Il y a un manque de sophistication statistique chez de nombreux réalisateurs et journalistes. Un incident saillant a tendance à être considéré comme faisant partie d’une tendance, même lorsqu’il s’agit d’anecdotes individuelles. Mais ils vont confondre les gens, parce qu’ils vont s’incruster dans leur mémoire. Nous allons activer sa disponibilité plus facilement et penser qu’un événement – catastrophe, terrorisme, brutalités policières, attaques de requins – arrive plus souvent qu’il ne le fait. C’est pourquoi vous devez les accompagner de données. Aux États-Unis, la gauche pense qu’on a plus de chances de se faire tirer dessus par un policier que d’avoir un accident de voiture, alors que ce n’est pas vrai.
Ce biais a-t-il pu créer la perception de « violence systémique » dans les cas d’agressions contre les femmes, les minorités ou les groupes LGTBQ ?

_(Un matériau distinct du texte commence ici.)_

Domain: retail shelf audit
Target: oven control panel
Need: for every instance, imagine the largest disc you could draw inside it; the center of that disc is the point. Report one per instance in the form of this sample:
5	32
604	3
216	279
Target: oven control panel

Oui Et les médias diront que les statistiques n’ont pas d’importance, que leurs lecteurs iront à la concurrence. Mais je ne pense pas que ce soit vrai. Il suffit de regarder les pages sports, météo, finance… Elles regorgent de données exhaustives. Je pense qu’il y a de la place pour un journalisme avec plus de contexte statistique que d’événements.
On peut affirmer qu’un seul de ces cas suffirait à nous, en tant que société, pour vouloir empêcher que cela se reproduise.
Eh bien, c’est vrai, mais cela fonctionne dans les deux sens. Si plus de personnes meurent d’accidents de la circulation que de tirs de la police, nous devrions accorder au moins autant d’attention à la sécurité routière.